Septic shock is a public health burden and defined as a subset of sepsis whereby abnormalities in microcirculatory and cellular metabolism manifest as acute circulatory failure. At the level of the gut, septic shock impairs epithelial barrier function (EBF), and the gut initiates proinflammatory responses contributing to multiple organ dysfunction syndrome. The timing and dose of enteral nutrition (EN) in septic shock remains a conundrum. On the one hand, early EN preserves EBF. On the other hand, serious gastrointestinal complications such as bowel necrosis may limit EN initiation in septic shock. We (1) describe the pathophysiologic conundrum septic shock poses for EN initiation, (2) outline guideline-based recommendations for EN in septic shock, (3) identify the role of parenteral nutrition in septic shock, and (4) identify and appraise postguideline literature on the timing, dose, and titration of EN in septic shock.

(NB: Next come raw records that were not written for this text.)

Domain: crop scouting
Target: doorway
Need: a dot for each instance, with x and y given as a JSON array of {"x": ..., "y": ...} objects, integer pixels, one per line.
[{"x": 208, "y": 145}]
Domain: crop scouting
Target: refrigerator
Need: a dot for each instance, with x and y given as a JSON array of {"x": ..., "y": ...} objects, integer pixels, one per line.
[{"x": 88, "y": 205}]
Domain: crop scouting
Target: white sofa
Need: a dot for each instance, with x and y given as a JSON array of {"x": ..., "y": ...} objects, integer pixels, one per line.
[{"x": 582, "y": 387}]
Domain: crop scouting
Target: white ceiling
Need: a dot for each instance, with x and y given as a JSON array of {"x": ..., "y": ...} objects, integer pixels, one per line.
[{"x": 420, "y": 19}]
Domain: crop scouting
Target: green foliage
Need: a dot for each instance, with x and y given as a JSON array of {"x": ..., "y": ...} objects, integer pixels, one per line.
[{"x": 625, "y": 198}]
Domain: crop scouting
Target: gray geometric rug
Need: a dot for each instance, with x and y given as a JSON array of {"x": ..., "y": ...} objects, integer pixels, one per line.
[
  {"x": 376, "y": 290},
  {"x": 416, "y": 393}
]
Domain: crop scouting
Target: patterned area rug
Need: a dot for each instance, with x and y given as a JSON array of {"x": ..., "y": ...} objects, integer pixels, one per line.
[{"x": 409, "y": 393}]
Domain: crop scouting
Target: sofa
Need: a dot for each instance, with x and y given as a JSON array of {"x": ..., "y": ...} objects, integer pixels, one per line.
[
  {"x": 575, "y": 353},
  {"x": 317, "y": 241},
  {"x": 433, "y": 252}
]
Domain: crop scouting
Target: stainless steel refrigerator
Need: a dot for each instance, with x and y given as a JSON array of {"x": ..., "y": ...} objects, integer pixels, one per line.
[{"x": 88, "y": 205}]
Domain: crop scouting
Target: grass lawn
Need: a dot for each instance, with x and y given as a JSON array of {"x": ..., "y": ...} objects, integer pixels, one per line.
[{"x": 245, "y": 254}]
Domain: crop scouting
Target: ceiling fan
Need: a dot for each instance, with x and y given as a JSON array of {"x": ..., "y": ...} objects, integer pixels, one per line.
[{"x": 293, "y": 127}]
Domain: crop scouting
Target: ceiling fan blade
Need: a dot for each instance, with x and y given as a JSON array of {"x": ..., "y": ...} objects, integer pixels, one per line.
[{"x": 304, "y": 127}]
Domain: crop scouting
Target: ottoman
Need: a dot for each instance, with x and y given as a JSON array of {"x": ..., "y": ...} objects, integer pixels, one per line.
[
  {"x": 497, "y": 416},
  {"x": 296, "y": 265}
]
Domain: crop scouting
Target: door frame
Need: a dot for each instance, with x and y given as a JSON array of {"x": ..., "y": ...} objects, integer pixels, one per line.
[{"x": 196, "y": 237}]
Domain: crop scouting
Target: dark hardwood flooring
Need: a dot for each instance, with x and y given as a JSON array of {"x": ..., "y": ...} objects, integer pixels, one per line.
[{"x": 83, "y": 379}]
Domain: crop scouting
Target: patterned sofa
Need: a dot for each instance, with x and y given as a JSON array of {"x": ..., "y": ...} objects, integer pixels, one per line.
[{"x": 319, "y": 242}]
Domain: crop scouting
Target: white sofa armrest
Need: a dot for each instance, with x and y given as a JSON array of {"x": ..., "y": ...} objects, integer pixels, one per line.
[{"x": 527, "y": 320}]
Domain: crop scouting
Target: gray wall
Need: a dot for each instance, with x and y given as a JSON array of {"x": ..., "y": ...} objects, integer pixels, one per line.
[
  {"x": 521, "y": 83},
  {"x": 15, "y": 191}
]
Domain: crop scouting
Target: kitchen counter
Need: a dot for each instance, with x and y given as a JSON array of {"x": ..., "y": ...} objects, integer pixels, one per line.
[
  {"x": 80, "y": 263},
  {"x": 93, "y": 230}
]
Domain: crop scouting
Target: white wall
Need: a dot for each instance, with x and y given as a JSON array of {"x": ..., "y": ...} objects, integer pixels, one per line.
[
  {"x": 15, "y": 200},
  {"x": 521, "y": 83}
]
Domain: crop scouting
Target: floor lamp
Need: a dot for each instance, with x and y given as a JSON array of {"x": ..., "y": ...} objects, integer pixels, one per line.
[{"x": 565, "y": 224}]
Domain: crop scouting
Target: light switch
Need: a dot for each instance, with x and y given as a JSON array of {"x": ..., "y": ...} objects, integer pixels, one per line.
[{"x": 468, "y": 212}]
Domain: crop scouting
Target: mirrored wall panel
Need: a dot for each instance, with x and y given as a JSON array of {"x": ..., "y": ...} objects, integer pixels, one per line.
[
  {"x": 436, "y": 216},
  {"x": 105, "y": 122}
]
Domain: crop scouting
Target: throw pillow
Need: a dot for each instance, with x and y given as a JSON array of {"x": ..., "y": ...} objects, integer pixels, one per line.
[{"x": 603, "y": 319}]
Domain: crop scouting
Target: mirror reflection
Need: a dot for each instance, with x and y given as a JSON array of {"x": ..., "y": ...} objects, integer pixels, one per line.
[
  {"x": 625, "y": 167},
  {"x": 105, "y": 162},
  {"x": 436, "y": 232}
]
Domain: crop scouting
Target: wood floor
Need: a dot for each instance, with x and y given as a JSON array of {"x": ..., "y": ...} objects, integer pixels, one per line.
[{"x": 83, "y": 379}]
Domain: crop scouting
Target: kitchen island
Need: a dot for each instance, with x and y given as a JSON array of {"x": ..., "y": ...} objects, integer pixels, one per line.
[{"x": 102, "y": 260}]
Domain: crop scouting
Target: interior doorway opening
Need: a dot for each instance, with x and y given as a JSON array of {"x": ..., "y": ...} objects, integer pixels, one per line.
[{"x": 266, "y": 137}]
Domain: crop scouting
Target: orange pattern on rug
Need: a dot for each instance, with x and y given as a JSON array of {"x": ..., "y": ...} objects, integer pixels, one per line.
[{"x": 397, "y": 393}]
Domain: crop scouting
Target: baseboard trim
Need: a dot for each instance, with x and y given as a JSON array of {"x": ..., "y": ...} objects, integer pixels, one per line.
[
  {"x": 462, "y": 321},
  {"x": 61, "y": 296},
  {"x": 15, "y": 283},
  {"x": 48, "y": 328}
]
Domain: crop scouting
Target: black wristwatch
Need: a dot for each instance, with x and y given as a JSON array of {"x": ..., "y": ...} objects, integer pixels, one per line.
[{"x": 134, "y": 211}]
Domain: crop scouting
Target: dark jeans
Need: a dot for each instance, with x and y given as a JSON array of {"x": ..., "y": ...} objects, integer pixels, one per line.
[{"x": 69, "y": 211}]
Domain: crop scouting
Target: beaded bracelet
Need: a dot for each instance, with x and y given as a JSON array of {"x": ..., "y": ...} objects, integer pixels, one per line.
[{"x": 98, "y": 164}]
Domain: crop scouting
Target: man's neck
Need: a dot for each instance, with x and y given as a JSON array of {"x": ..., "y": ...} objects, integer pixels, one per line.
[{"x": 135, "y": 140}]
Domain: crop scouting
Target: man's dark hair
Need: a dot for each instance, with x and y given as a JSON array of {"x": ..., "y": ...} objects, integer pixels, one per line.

脓毒性休克是一种公共卫生负担,被定义为脓毒症的一个子集,其中微循环和细胞代谢异常表现为急性循环衰竭。在肠道层面,脓毒性休克会损害上皮屏障功能(EBF),并且肠道会引发促炎反应,导致多器官功能障碍综合征。脓毒性休克患者肠内营养(EN)的时机和剂量仍然是一个难题。一方面,早期肠内营养可维持上皮屏障功能。另一方面,诸如肠坏死等严重的胃肠道并发症可能会限制脓毒性休克患者开始肠内营养。我们(1)描述脓毒性休克在开始肠内营养方面所带来的病理生理难题,(2)概述基于指南的脓毒性休克肠内营养建议,(3)确定肠外营养在脓毒性休克中的作用,以及(4)识别和评估关于脓毒性休克肠内营养的时机、剂量和滴定的指南后文献。